Hal yang sangat krusial di dalam desain adalah pertanyaan
Proses >< Hasil , manakah yang lebih penting? Apakah hasil karya desain berawal dari rancangan yang self-indulgence yang dicari justifikasinya atau memang merupakan solusi atas kebutuhan komunikasi?

Pendekatan terhadap desain sebagai proses akan melibatkan desainer dan klien dalam satu konteks yang sama, yakni sama-sama bertujuan mengekspresikan perusahaan/produk dan berkomunikasi kepada publik.

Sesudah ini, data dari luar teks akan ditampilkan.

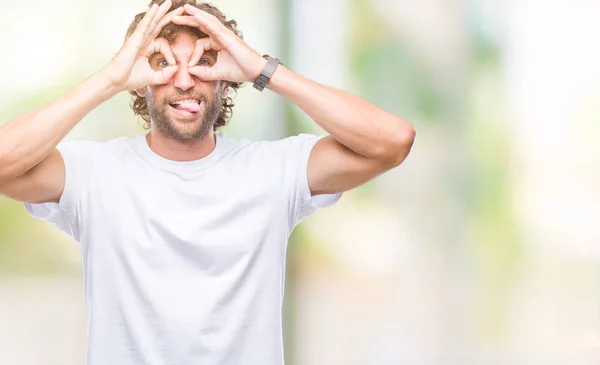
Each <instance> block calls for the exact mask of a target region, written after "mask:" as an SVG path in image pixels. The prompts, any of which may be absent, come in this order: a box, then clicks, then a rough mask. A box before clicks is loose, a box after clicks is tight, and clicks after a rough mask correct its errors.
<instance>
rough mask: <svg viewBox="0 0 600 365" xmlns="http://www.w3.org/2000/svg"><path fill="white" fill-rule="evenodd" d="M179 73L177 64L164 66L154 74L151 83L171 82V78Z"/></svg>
mask: <svg viewBox="0 0 600 365" xmlns="http://www.w3.org/2000/svg"><path fill="white" fill-rule="evenodd" d="M176 73H177V66H168V67H165V68H163V69H162V70H160V71H156V72H155V73H154V75H152V80H150V85H164V84H168V83H169V82H171V79H173V77H174V76H175V74H176Z"/></svg>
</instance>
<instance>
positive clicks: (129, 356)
mask: <svg viewBox="0 0 600 365" xmlns="http://www.w3.org/2000/svg"><path fill="white" fill-rule="evenodd" d="M318 139H319V137H317V136H314V135H308V134H302V135H299V136H294V137H289V138H285V139H282V140H279V141H273V142H270V141H264V142H249V141H238V140H234V139H232V138H229V137H227V136H226V135H225V134H224V133H219V134H217V143H216V148H215V150H214V151H213V152H212V153H211V154H210V155H208V156H207V157H205V158H202V159H200V160H197V161H191V162H175V161H170V160H167V159H164V158H162V157H160V156H159V155H157V154H155V153H154V152H153V151H152V150H151V149H150V148H149V147H148V144H147V142H146V139H145V136H144V135H138V136H137V137H136V138H125V137H123V138H117V139H114V140H111V141H108V142H104V143H99V142H89V141H71V142H64V143H61V144H60V145H59V147H58V149H59V151H60V152H61V154H62V156H63V159H64V161H65V166H66V183H65V190H64V193H63V195H62V198H61V200H60V202H59V203H58V204H55V203H46V204H26V207H27V210H28V211H29V212H30V213H31V214H32V215H33V216H34V217H37V218H40V219H43V220H45V221H48V222H50V223H52V224H54V225H55V226H57V227H58V228H60V229H62V230H63V231H65V232H67V233H68V234H70V235H71V236H72V237H73V238H75V240H77V241H78V242H79V243H80V245H81V249H82V259H83V272H84V285H85V295H86V305H87V321H88V322H87V323H88V326H87V365H108V364H110V365H281V364H283V341H282V316H281V306H282V302H283V292H284V277H285V255H286V247H287V242H288V238H289V235H290V233H291V232H292V230H293V228H294V227H295V226H296V225H297V224H298V223H299V222H300V221H301V220H303V219H304V218H306V217H308V216H309V215H310V214H312V213H314V212H315V211H316V210H317V209H319V208H322V207H325V206H328V205H331V204H333V203H335V202H336V201H337V200H338V199H339V198H340V196H341V194H335V195H320V196H314V197H312V196H311V193H310V190H309V187H308V182H307V164H308V157H309V155H310V152H311V150H312V148H313V146H314V145H315V143H316V142H317V140H318Z"/></svg>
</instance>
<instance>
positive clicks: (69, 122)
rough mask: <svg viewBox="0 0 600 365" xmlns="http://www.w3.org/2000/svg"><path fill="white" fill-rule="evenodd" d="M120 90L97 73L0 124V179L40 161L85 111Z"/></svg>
mask: <svg viewBox="0 0 600 365" xmlns="http://www.w3.org/2000/svg"><path fill="white" fill-rule="evenodd" d="M117 92H118V90H116V89H115V88H113V87H112V86H111V83H110V81H109V80H108V78H106V77H104V76H103V74H102V73H97V74H95V75H93V76H91V77H90V78H88V79H87V80H86V81H84V82H83V83H82V84H80V85H79V86H77V87H76V88H74V89H73V90H71V91H69V92H68V93H66V94H65V95H63V96H61V97H59V98H57V99H55V100H53V101H51V102H49V103H48V104H46V105H43V106H41V107H39V108H37V109H34V110H32V111H30V112H28V113H27V114H24V115H22V116H20V117H18V118H16V119H14V120H12V121H10V122H8V123H6V124H4V125H2V126H0V182H1V181H6V180H11V179H14V178H16V177H18V176H20V175H21V174H23V173H25V172H27V171H28V170H30V169H31V168H33V167H34V166H35V165H37V164H38V163H39V162H40V161H42V160H43V159H44V158H45V157H46V156H47V155H48V154H49V153H50V152H52V150H53V149H54V148H55V147H56V146H57V145H58V143H59V142H60V141H61V140H62V139H63V138H64V137H65V136H66V135H67V133H68V132H69V131H70V130H71V129H72V128H73V127H74V126H75V125H76V124H77V123H78V122H79V121H81V119H83V117H84V116H85V115H87V114H88V113H89V112H90V111H92V110H93V109H94V108H96V107H97V106H98V105H100V104H101V103H103V102H104V101H106V100H108V99H110V98H111V97H113V96H114V95H115V94H116V93H117Z"/></svg>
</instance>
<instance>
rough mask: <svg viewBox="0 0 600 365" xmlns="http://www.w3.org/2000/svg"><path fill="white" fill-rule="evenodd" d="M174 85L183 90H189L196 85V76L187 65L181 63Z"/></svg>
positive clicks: (173, 83) (184, 90)
mask: <svg viewBox="0 0 600 365" xmlns="http://www.w3.org/2000/svg"><path fill="white" fill-rule="evenodd" d="M173 85H174V86H175V87H176V88H178V89H180V90H181V91H187V90H189V89H191V88H192V87H194V86H195V85H196V82H195V81H194V76H193V75H191V74H190V73H189V69H188V67H187V65H184V64H182V65H179V67H178V68H177V73H175V80H174V81H173Z"/></svg>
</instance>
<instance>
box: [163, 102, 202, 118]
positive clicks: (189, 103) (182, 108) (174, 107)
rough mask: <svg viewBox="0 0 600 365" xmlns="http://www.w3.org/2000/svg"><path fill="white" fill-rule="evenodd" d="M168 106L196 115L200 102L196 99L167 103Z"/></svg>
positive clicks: (172, 107)
mask: <svg viewBox="0 0 600 365" xmlns="http://www.w3.org/2000/svg"><path fill="white" fill-rule="evenodd" d="M169 105H170V106H171V107H172V108H174V109H176V110H179V111H181V112H185V113H189V114H196V113H198V112H199V111H200V100H198V99H185V100H178V101H174V102H172V103H169ZM189 114H188V115H189Z"/></svg>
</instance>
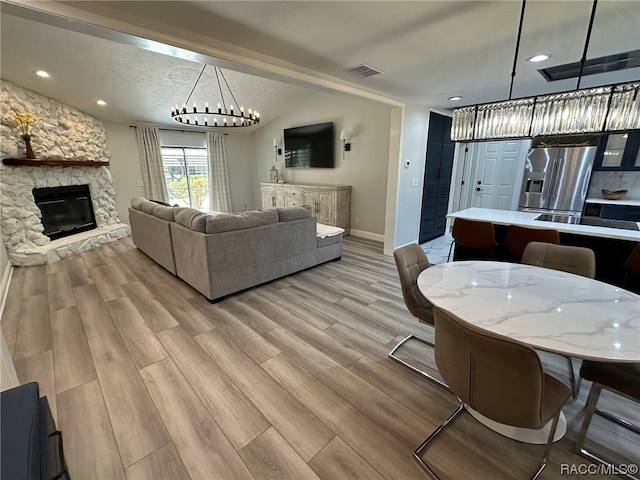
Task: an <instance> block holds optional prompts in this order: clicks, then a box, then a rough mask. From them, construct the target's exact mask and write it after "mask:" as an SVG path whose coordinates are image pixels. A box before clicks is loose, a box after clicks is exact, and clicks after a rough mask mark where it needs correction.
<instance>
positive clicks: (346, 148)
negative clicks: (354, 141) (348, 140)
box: [340, 130, 351, 160]
mask: <svg viewBox="0 0 640 480" xmlns="http://www.w3.org/2000/svg"><path fill="white" fill-rule="evenodd" d="M340 140H342V160H344V152H350V151H351V143H348V140H349V135H348V134H347V132H346V130H340Z"/></svg>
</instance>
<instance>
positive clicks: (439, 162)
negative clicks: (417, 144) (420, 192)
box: [418, 112, 455, 243]
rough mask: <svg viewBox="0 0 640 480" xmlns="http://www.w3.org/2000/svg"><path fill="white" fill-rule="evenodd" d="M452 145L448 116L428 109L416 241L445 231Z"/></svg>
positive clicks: (452, 165) (451, 153)
mask: <svg viewBox="0 0 640 480" xmlns="http://www.w3.org/2000/svg"><path fill="white" fill-rule="evenodd" d="M454 152H455V144H454V143H453V142H452V141H451V118H450V117H446V116H444V115H439V114H437V113H433V112H431V113H430V114H429V133H428V136H427V153H426V161H425V171H424V183H423V185H424V187H423V191H422V212H421V215H420V234H419V237H418V239H419V243H424V242H428V241H429V240H431V239H433V238H436V237H439V236H441V235H443V234H444V231H445V227H446V222H447V219H446V215H447V207H448V205H449V188H450V186H451V172H452V169H453V155H454Z"/></svg>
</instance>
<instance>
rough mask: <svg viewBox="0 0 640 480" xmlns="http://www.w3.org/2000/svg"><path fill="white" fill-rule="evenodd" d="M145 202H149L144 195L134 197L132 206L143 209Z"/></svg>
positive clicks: (136, 207)
mask: <svg viewBox="0 0 640 480" xmlns="http://www.w3.org/2000/svg"><path fill="white" fill-rule="evenodd" d="M144 202H148V200H147V199H146V198H144V197H132V198H131V208H134V209H136V210H142V204H143V203H144Z"/></svg>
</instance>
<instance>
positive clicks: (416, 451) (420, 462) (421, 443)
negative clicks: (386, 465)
mask: <svg viewBox="0 0 640 480" xmlns="http://www.w3.org/2000/svg"><path fill="white" fill-rule="evenodd" d="M463 410H464V405H463V403H462V401H460V405H458V408H457V409H456V410H455V412H453V413H452V414H451V416H450V417H449V418H447V419H446V420H445V421H444V423H442V424H441V425H440V426H439V427H438V428H436V429H435V430H434V431H433V432H432V433H431V435H429V436H428V437H427V438H426V439H425V441H424V442H422V443H421V444H420V445H419V446H418V448H416V449H415V450H414V451H413V458H415V460H416V461H417V462H418V463H419V464H420V466H421V467H422V469H423V470H424V471H425V472H427V473H428V474H429V476H430V477H431V478H433V479H434V480H440V477H439V476H438V475H437V474H436V472H434V471H433V470H432V469H431V467H430V466H429V464H428V463H427V462H425V461H424V460H423V459H422V457H421V456H420V455H421V454H422V452H423V451H424V450H426V449H427V448H428V447H429V444H430V443H431V442H432V441H433V440H434V439H435V438H436V437H437V436H438V435H439V434H440V432H442V431H443V430H444V429H445V428H447V427H448V426H449V425H450V424H451V423H453V421H454V420H455V419H456V417H457V416H458V415H460V413H462V411H463Z"/></svg>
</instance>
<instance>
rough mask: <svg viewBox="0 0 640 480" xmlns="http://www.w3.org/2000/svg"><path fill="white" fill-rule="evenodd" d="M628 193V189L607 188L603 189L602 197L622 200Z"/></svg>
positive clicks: (611, 198) (603, 197) (605, 198)
mask: <svg viewBox="0 0 640 480" xmlns="http://www.w3.org/2000/svg"><path fill="white" fill-rule="evenodd" d="M626 194H627V190H605V189H604V188H603V189H602V198H604V199H605V200H621V199H622V198H624V196H625V195H626Z"/></svg>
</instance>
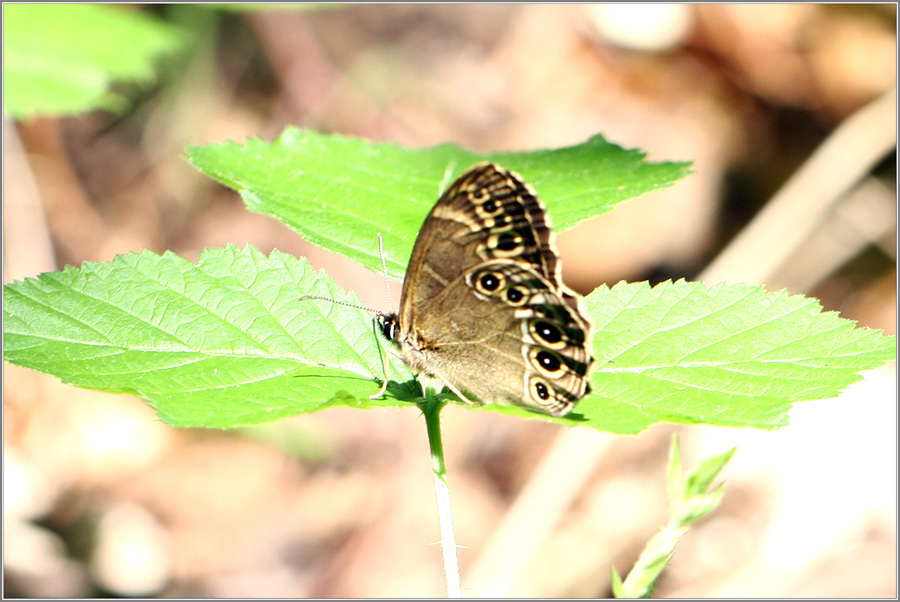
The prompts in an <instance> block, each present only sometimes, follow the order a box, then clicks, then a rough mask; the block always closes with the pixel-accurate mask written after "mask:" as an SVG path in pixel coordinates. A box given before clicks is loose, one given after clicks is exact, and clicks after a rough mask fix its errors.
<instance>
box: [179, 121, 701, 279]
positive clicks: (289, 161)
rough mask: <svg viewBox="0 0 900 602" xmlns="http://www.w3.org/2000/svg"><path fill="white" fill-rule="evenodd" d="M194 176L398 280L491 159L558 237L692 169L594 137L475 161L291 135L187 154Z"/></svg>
mask: <svg viewBox="0 0 900 602" xmlns="http://www.w3.org/2000/svg"><path fill="white" fill-rule="evenodd" d="M187 158H188V160H189V161H190V162H191V163H192V164H194V165H195V166H196V167H197V168H198V169H200V170H201V171H203V172H204V173H206V174H208V175H209V176H211V177H213V178H215V179H217V180H219V181H220V182H222V183H224V184H225V185H227V186H229V187H231V188H233V189H234V190H237V191H238V192H239V193H240V194H241V197H242V198H243V199H244V202H245V203H246V204H247V207H248V208H250V209H251V210H253V211H256V212H259V213H264V214H267V215H271V216H273V217H276V218H278V219H279V220H281V221H282V222H284V223H285V224H287V225H288V226H289V227H291V228H293V229H294V230H296V231H297V232H299V233H300V234H301V235H302V236H303V237H304V238H305V239H306V240H308V241H309V242H311V243H313V244H315V245H318V246H320V247H322V248H325V249H328V250H329V251H332V252H334V253H337V254H339V255H343V256H344V257H347V258H349V259H351V260H353V261H355V262H357V263H360V264H362V265H364V266H365V267H367V268H369V269H370V270H373V271H376V272H379V273H380V272H381V255H380V253H379V251H378V234H381V235H382V236H383V238H384V251H385V255H386V260H387V265H388V273H389V274H390V276H391V277H393V278H395V279H397V280H400V279H402V278H403V274H404V272H405V271H406V264H407V262H408V260H409V256H410V254H411V253H412V246H413V243H414V241H415V238H416V234H417V233H418V231H419V228H420V227H421V225H422V222H423V220H424V219H425V216H426V214H427V213H428V211H429V210H430V209H431V207H432V206H433V205H434V203H435V201H436V200H437V198H438V196H440V193H441V191H442V190H444V189H445V188H446V187H447V186H448V185H449V183H450V182H451V181H452V180H453V179H454V178H455V177H456V176H458V175H459V174H461V173H462V172H463V171H465V170H466V169H467V168H469V167H470V166H472V165H473V164H475V163H477V162H479V161H482V160H485V159H489V160H492V161H496V162H497V163H499V164H500V165H502V166H503V167H506V168H509V169H512V170H514V171H516V172H518V173H519V174H521V175H522V176H523V177H524V178H525V180H526V181H527V182H529V183H530V184H531V185H532V186H533V187H534V188H535V190H536V191H537V193H538V195H539V196H540V197H541V198H542V199H543V200H544V202H545V203H546V204H547V206H548V211H549V213H550V215H551V217H552V219H553V224H554V226H555V227H556V229H557V230H559V231H561V230H566V229H568V228H571V227H572V226H574V225H576V224H577V223H579V222H581V221H583V220H586V219H589V218H591V217H595V216H597V215H600V214H602V213H604V212H606V211H609V210H610V209H612V208H613V207H614V206H615V205H617V204H618V203H620V202H622V201H624V200H627V199H630V198H633V197H636V196H639V195H642V194H646V193H648V192H651V191H653V190H657V189H660V188H664V187H666V186H670V185H671V184H673V183H674V182H676V181H677V180H678V179H680V178H682V177H684V176H685V175H686V173H687V170H688V164H687V163H646V162H644V161H643V158H644V154H643V153H641V152H638V151H635V150H624V149H622V148H621V147H619V146H616V145H615V144H612V143H610V142H607V141H606V140H605V139H604V138H603V137H602V136H595V137H593V138H591V139H590V140H588V141H587V142H585V143H584V144H580V145H577V146H572V147H568V148H561V149H553V150H539V151H532V152H520V153H492V154H484V155H479V154H476V153H472V152H470V151H467V150H464V149H462V148H459V147H457V146H453V145H449V144H444V145H441V146H435V147H431V148H426V149H410V148H406V147H403V146H400V145H397V144H391V143H381V144H373V143H371V142H368V141H366V140H361V139H358V138H349V137H343V136H334V135H326V134H318V133H315V132H311V131H306V130H298V129H295V128H288V129H287V130H285V132H284V133H283V134H282V135H281V136H280V137H279V138H278V139H277V140H275V141H274V142H272V143H269V142H264V141H262V140H259V139H250V140H248V141H247V143H246V144H245V145H239V144H236V143H234V142H226V143H223V144H211V145H207V146H202V147H189V148H188V154H187Z"/></svg>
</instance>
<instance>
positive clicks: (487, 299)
mask: <svg viewBox="0 0 900 602" xmlns="http://www.w3.org/2000/svg"><path fill="white" fill-rule="evenodd" d="M378 324H379V327H380V329H381V332H382V333H383V334H384V335H385V336H386V337H387V338H388V340H390V341H392V342H393V343H394V345H395V346H396V350H397V351H398V352H399V356H400V358H401V359H402V360H403V361H404V362H405V363H406V364H407V365H408V366H409V367H410V369H412V371H413V372H414V373H416V374H417V375H423V374H424V375H426V376H428V377H432V378H434V379H437V380H438V381H440V383H442V384H443V385H446V386H447V388H449V389H450V390H451V391H453V392H454V393H455V394H456V395H457V396H458V397H460V399H462V400H463V401H466V402H469V403H472V401H471V400H470V399H469V397H468V395H471V396H474V397H475V398H477V399H478V400H479V401H480V402H482V403H498V404H514V405H517V406H521V407H524V408H527V409H529V410H532V411H536V412H540V413H544V414H549V415H551V416H564V415H566V414H567V413H569V412H570V411H571V410H572V408H573V407H574V406H575V404H576V403H577V402H578V401H579V400H580V399H581V398H582V397H584V396H585V395H587V394H588V393H589V392H590V390H591V387H590V382H589V377H590V373H591V367H592V365H593V362H594V359H593V357H592V356H591V336H592V325H591V321H590V318H589V316H588V314H587V312H586V311H585V308H584V304H583V302H582V298H581V296H580V295H578V294H577V293H575V292H574V291H572V290H570V289H568V288H567V287H566V286H565V285H564V284H563V283H562V280H561V278H560V261H559V254H558V253H557V251H556V245H555V242H554V234H553V230H552V228H551V226H550V220H549V218H548V216H547V211H546V209H545V208H544V205H543V203H542V202H541V201H540V200H539V199H538V198H537V195H536V194H535V193H534V191H533V190H532V189H531V187H530V186H529V185H528V184H526V183H525V182H524V181H523V180H522V178H521V177H520V176H519V175H517V174H515V173H513V172H512V171H509V170H507V169H504V168H502V167H500V166H499V165H496V164H494V163H488V162H484V163H479V164H477V165H475V166H473V167H471V168H469V169H468V170H467V171H466V172H465V173H463V174H462V175H461V176H460V177H459V178H458V179H457V180H456V181H455V182H453V183H452V184H451V185H450V186H449V187H448V188H447V189H446V191H445V192H444V193H443V194H442V195H441V197H440V198H439V199H438V201H437V203H435V205H434V207H433V208H432V209H431V211H430V212H429V214H428V216H427V217H426V218H425V222H424V223H423V224H422V227H421V229H420V230H419V234H418V236H417V238H416V242H415V245H414V247H413V252H412V256H411V258H410V261H409V266H408V267H407V270H406V277H405V278H404V281H403V292H402V295H401V299H400V311H399V312H398V313H392V314H383V315H379V316H378ZM382 390H383V388H382ZM467 394H468V395H467Z"/></svg>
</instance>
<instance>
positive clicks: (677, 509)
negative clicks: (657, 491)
mask: <svg viewBox="0 0 900 602" xmlns="http://www.w3.org/2000/svg"><path fill="white" fill-rule="evenodd" d="M734 451H735V450H734V448H732V449H731V450H729V451H727V452H725V453H723V454H719V455H718V456H715V457H712V458H706V459H704V460H703V461H702V462H701V463H700V465H699V466H698V467H697V468H695V469H694V470H692V471H691V472H690V473H689V474H688V475H687V476H685V475H683V474H682V468H681V449H680V444H679V441H678V435H673V436H672V444H671V446H670V447H669V464H668V466H667V467H666V486H667V489H668V491H669V520H668V521H667V522H666V524H665V525H663V527H662V528H661V529H660V530H659V532H657V534H656V535H654V536H653V537H652V538H651V539H650V541H648V542H647V545H646V546H644V549H643V550H642V551H641V554H640V556H639V557H638V559H637V561H636V562H635V564H634V568H632V569H631V572H629V573H628V576H627V577H625V581H624V582H623V581H622V580H621V579H620V578H619V576H618V574H617V573H615V571H614V572H613V575H614V579H613V595H615V597H617V598H649V597H651V596H652V594H653V588H654V586H655V585H656V582H657V581H658V580H659V576H660V574H662V571H663V570H664V569H665V568H666V566H668V565H669V562H671V560H672V555H673V554H674V553H675V546H676V545H678V542H679V541H680V540H681V538H682V537H683V536H684V534H685V533H687V531H688V529H689V528H690V525H691V523H693V522H695V521H697V520H699V519H701V518H703V517H705V516H707V515H708V514H709V513H710V512H712V511H713V510H715V509H716V508H717V507H718V506H719V503H720V502H721V501H722V496H723V495H724V493H725V487H724V484H722V485H719V486H718V487H716V489H714V490H713V491H708V488H709V485H710V483H712V480H713V479H715V478H716V476H718V474H719V472H720V471H721V470H722V469H723V468H724V467H725V465H726V464H728V461H729V460H731V456H732V455H734Z"/></svg>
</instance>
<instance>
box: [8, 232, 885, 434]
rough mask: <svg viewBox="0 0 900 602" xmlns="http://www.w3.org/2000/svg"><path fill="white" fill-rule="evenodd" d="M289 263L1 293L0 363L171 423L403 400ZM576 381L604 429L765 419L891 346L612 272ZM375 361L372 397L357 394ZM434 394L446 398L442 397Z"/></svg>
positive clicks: (320, 286) (46, 282)
mask: <svg viewBox="0 0 900 602" xmlns="http://www.w3.org/2000/svg"><path fill="white" fill-rule="evenodd" d="M306 295H318V296H324V297H327V298H329V299H334V300H336V301H343V302H348V303H359V301H358V299H357V298H356V297H355V295H348V294H346V293H344V292H343V291H341V289H340V288H339V287H338V286H337V285H335V284H334V282H333V281H332V280H331V279H330V278H328V277H327V276H326V275H325V274H322V273H315V272H314V271H312V270H311V269H310V268H309V266H308V264H307V263H306V261H305V260H302V259H299V260H298V259H296V258H294V257H291V256H289V255H286V254H284V253H281V252H278V251H275V252H273V253H272V254H270V255H269V256H265V255H262V254H260V253H259V252H258V251H257V250H255V249H252V248H248V249H243V250H241V249H237V248H235V247H227V248H225V249H209V250H207V251H205V252H204V253H203V254H201V256H200V258H199V259H198V263H197V264H196V265H194V264H192V263H191V262H189V261H186V260H184V259H181V258H178V257H176V256H175V255H172V254H168V253H167V254H165V255H163V256H158V255H155V254H153V253H150V252H149V251H145V252H142V253H140V254H132V255H123V256H119V257H117V258H115V259H114V260H113V261H111V262H109V263H105V264H98V263H85V264H84V265H83V266H82V268H80V269H76V268H72V267H68V268H66V269H65V270H63V271H62V272H56V273H50V274H43V275H41V276H39V277H38V278H29V279H26V280H25V281H20V282H14V283H12V284H9V285H7V286H5V287H4V318H5V320H4V323H5V349H4V354H5V358H6V360H7V361H10V362H12V363H14V364H18V365H21V366H25V367H28V368H32V369H34V370H38V371H41V372H45V373H48V374H52V375H54V376H57V377H58V378H61V379H62V380H63V381H64V382H67V383H71V384H74V385H77V386H80V387H87V388H93V389H100V390H103V391H112V392H120V393H130V394H134V395H139V396H141V397H144V398H145V399H147V400H148V401H149V402H150V403H151V405H152V406H153V407H155V408H157V410H158V411H159V414H160V417H161V418H162V419H163V420H165V421H166V422H168V423H169V424H172V425H174V426H194V427H230V426H237V425H247V424H254V423H259V422H265V421H268V420H274V419H276V418H280V417H283V416H289V415H293V414H298V413H303V412H311V411H317V410H320V409H323V408H326V407H330V406H332V405H335V404H346V405H350V406H353V407H360V408H367V407H384V406H400V405H404V404H405V403H407V402H410V401H417V400H419V399H420V396H421V390H420V388H419V385H418V384H417V383H416V382H415V381H414V380H413V378H412V374H411V373H410V372H409V370H408V369H407V368H406V367H405V366H404V365H403V364H402V363H400V362H399V361H398V360H396V359H395V358H393V356H391V355H388V356H385V355H384V354H383V352H382V350H381V348H380V346H379V344H378V338H377V336H376V333H375V332H374V328H373V320H372V317H371V316H370V315H369V314H368V313H366V312H365V311H362V310H358V309H354V308H350V307H345V306H342V305H336V304H334V303H330V302H328V301H321V300H314V299H307V300H303V301H300V297H302V296H306ZM587 306H588V308H589V310H590V312H591V315H592V317H593V320H594V322H595V324H596V326H597V332H596V334H595V337H594V353H595V355H596V357H597V370H596V372H595V373H594V375H593V379H592V382H593V388H594V392H593V393H592V394H591V395H589V396H588V397H586V398H585V399H583V400H582V401H581V402H580V404H579V405H578V406H577V407H576V409H575V412H573V414H571V415H570V416H569V417H566V418H551V417H546V416H541V415H538V414H534V413H532V412H528V411H526V410H523V409H520V408H516V407H512V406H496V405H495V406H484V407H485V408H486V409H488V410H490V411H496V412H503V413H506V414H513V415H519V416H524V417H531V418H539V419H543V420H551V421H554V422H559V423H563V424H569V425H573V424H582V425H585V426H590V427H593V428H596V429H598V430H605V431H612V432H618V433H633V432H638V431H640V430H641V429H643V428H646V427H647V426H649V425H651V424H654V423H656V422H660V421H670V422H706V423H709V424H725V425H730V426H754V427H759V428H774V427H776V426H779V425H782V424H784V423H785V422H786V412H787V410H788V409H789V407H790V404H791V402H794V401H800V400H804V399H815V398H817V397H824V396H830V395H835V394H837V392H838V391H840V389H842V388H843V387H846V386H847V385H849V384H850V383H852V382H854V381H856V380H858V379H859V376H858V375H857V372H858V371H859V370H864V369H866V368H871V367H874V366H877V365H879V364H881V363H883V362H884V361H886V360H888V359H891V358H892V357H893V354H894V351H893V342H892V341H893V338H892V337H885V336H881V335H880V334H879V333H878V332H876V331H872V330H867V329H861V328H859V329H854V328H853V323H852V322H849V321H847V320H843V319H841V318H839V317H837V315H836V314H832V313H821V310H820V307H819V305H818V303H816V302H815V301H814V300H810V299H806V298H804V297H800V296H788V295H786V294H783V293H776V294H768V293H766V292H765V291H764V290H762V289H761V288H760V287H750V286H746V285H727V286H725V285H720V286H715V287H711V288H708V287H706V286H705V285H703V284H700V283H684V282H679V283H675V284H671V283H667V284H663V285H660V286H657V287H654V288H652V289H651V288H650V287H649V286H647V285H644V284H629V285H626V284H620V285H617V286H616V287H613V288H612V289H609V288H605V287H603V288H601V289H598V290H597V291H595V292H594V294H592V295H591V296H589V297H588V298H587ZM384 357H387V358H388V360H389V362H388V363H389V365H390V368H389V375H390V378H391V380H392V381H394V382H392V383H391V386H390V387H389V388H388V392H387V396H386V398H385V399H381V400H376V401H372V400H369V399H368V397H367V396H368V395H371V394H373V393H374V392H375V391H376V390H377V389H378V383H379V382H380V381H381V379H382V378H383V375H384V367H383V364H382V362H383V358H384ZM444 397H446V398H453V396H452V395H449V394H446V393H445V394H444Z"/></svg>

Kesepakatan ini memberikan konsekuensi bagi kedua pihak untuk melakukan diskusi intensif dan mendefinisikan kebutuhan komunikasi dengan jelas. Jika perlu klien dan desainer terlibat di dalam proses brainstorming bersama-sama. Kemudian dari gagasan-gagasan tersebut dikembangkan menjadi solusi desain.
Yang dinilai oleh klien bukanlah hasil desain semata, tetapi proses berpikir dan seluruh pengalaman dari desainer untuk mampu menghasilkan karya.

DESAIN SEBAGAI STRATEGI KOMUNIKASI
Pada komunikasi, konsep positioning dan diferensiasi sudah sangat dikenal oleh para pemasar. Singkatnya, di dalam satu kategori brand, benak kita sulit mengingat lebih dari 2 atau 3 brand di setiap kategori, misalnya di film ada Fuji dan Kodak, di ayam goreng ada KFC dan Suharti. Yang diingat orang bukanlah kesamaan Fuji dan Kodak, tetapi perbedaannya. Fuji cocok untuk outdoor, Kodak cocok untuk indoor. KFC adalah ayam impor, Suharti ayam kampung.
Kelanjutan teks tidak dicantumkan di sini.